One of the bivalent shots is produced by Pfizer and BioNTech, and the other by Moderna. Those companies also make the original monovalent vaccines.

The studies have limitations. They are not randomized controlled trials, the gold standard of medical evidence, but comparisons of databases that the CDC uses to track vaccine effectiveness in the real world. Still, they appear to show substantial benefits to getting a bivalent booster over the original vaccine course.

The studies do not seem, however, to answer the question of whether it was the right call to move to the newer boosters, simply because there are no people who received a booster of the original vaccine in the same time frame.

Few Americans — less than 15% — have elected to receive the new boosters, a fact some experts say has contributed to the virus’ toll, particularly among older adults. There are also debates about whether booster efforts should focus on the whole populace, or on people, like older adults, who are at the highest risk.

In authorizing the bivalent boosters, FDA chose a path similar to flu shots, but unlike previous Covid boosters. The agency did not require human studies before making the new vaccine, instead relying on mouse models showing they significantly increased neutralizing antibodies against circulating strains of the virus.

Afterwards, data slowly trickled out on how well the shots actually boosted antibodies — first from academics, and then from clinical trials run by Pfizer and Moderna.

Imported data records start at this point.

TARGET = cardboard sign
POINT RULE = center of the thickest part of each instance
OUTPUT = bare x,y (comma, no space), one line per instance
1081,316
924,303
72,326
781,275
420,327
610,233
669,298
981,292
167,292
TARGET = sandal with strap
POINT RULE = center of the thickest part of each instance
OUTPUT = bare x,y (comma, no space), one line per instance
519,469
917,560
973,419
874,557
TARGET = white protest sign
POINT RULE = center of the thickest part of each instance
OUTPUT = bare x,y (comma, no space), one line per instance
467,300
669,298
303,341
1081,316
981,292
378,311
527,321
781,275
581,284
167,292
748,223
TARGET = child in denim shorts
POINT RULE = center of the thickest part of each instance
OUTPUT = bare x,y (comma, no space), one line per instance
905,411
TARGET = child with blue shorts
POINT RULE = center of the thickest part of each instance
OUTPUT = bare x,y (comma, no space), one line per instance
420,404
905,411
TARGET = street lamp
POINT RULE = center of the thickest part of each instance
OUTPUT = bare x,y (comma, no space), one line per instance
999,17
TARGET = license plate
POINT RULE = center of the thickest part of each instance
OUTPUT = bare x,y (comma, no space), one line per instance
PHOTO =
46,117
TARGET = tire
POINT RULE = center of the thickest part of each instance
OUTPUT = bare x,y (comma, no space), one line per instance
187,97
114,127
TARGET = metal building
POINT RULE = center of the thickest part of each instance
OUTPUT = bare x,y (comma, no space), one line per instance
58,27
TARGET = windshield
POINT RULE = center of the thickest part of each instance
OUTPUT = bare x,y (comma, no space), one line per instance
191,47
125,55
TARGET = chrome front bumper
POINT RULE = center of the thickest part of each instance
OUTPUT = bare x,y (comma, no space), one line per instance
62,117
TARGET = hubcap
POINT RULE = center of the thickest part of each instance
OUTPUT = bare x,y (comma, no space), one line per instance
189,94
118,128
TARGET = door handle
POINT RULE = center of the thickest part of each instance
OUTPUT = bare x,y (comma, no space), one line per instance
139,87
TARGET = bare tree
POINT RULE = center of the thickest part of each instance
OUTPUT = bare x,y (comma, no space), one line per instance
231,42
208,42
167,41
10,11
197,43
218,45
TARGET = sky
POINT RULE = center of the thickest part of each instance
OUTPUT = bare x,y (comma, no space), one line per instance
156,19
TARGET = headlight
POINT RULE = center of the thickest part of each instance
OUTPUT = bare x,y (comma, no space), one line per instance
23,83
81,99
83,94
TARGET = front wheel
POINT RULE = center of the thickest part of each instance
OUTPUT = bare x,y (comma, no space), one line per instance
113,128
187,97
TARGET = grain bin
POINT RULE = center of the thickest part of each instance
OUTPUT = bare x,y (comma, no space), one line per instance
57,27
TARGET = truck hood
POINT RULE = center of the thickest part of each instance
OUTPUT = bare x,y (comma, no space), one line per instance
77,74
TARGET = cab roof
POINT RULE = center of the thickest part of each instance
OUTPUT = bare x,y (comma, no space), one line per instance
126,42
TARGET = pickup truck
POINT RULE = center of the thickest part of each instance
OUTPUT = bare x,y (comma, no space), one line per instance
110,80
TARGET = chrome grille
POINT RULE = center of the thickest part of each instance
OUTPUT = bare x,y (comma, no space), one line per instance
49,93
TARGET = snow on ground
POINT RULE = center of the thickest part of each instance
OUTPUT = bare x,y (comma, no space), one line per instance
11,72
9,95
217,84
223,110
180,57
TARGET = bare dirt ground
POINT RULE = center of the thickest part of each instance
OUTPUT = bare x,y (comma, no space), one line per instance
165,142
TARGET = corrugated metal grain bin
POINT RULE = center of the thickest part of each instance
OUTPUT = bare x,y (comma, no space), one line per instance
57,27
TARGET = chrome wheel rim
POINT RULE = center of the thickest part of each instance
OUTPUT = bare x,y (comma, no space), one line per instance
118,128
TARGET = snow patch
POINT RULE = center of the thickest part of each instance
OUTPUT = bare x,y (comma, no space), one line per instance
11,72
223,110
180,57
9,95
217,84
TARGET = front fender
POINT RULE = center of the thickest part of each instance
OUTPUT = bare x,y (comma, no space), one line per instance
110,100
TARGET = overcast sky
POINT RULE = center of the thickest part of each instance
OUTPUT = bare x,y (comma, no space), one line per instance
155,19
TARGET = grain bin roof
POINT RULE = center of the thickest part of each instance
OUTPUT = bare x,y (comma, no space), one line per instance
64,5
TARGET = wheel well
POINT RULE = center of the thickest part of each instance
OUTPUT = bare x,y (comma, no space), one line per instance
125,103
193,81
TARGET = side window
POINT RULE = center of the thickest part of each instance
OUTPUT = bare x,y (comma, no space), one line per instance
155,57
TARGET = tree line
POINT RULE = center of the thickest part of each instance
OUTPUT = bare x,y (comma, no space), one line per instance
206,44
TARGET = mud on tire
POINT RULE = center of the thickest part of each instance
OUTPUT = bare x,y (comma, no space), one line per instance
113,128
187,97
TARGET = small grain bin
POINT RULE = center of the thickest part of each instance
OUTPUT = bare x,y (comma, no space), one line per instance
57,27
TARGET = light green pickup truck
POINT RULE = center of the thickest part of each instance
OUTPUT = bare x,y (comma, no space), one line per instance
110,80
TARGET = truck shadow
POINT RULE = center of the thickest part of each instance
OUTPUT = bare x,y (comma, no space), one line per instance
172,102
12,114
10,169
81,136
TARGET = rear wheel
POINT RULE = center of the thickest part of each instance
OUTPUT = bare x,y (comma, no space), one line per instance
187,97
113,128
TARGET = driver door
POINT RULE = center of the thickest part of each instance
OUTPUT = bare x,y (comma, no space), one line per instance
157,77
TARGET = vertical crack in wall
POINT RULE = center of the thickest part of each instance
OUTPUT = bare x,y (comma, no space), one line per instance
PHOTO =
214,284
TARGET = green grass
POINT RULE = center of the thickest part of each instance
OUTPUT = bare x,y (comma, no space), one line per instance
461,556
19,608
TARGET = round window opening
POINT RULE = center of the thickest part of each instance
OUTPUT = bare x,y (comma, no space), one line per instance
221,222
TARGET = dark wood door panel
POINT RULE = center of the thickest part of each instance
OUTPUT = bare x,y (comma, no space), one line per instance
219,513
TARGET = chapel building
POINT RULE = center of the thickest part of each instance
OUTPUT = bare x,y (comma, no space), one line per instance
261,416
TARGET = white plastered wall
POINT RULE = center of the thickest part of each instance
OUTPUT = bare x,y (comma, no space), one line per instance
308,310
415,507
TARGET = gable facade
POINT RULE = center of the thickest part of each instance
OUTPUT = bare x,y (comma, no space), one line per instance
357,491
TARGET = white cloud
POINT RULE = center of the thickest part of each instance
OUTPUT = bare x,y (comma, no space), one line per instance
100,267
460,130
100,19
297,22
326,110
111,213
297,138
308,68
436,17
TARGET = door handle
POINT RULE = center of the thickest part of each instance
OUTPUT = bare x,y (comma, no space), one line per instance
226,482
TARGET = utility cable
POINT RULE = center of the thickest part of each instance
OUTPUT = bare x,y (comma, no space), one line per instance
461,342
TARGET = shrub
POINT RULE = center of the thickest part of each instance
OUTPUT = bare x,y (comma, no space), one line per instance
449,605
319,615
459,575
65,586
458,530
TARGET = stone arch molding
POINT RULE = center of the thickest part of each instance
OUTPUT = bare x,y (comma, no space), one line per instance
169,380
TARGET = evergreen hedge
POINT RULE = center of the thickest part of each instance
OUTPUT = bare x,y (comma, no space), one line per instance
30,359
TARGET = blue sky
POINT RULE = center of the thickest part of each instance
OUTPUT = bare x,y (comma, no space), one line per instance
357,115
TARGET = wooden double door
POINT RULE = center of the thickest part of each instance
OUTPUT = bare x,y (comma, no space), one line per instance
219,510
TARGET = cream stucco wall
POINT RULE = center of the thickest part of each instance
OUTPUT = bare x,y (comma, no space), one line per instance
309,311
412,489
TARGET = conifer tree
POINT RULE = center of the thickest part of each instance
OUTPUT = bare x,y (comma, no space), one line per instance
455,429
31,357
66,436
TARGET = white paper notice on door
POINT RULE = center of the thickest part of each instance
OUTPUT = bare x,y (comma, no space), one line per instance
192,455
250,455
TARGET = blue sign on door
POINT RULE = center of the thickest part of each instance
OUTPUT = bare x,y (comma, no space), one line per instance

Two academic studies from prominent infectious disease researchers, Daniel Barouch, of Beth Israel Deaconess Medical Center, and David Ho, of Columbia University, cast doubt on whether the new shots induced more antibodies against circulating strains than old ones. But studies from the University of Texas and at Emory University, and ultimately the trials from Pfizer and Moderna, suggested the opposite. The debate was not whether the new boosters would grant protection, but whether they would be better than the original shots.

An observational study put out by the CDC last month suggested that the boosters reduced the odds that an adult would get a symptomatic infection, compared to receiving no booster at all.

The new data, on study’s authors say, suggest “important incremental benefit for persons eligible to receive a bivalent vaccine booster.” The challenge for government officials may be getting that message to the public — and convincing Americans to roll up their sleeves one more time.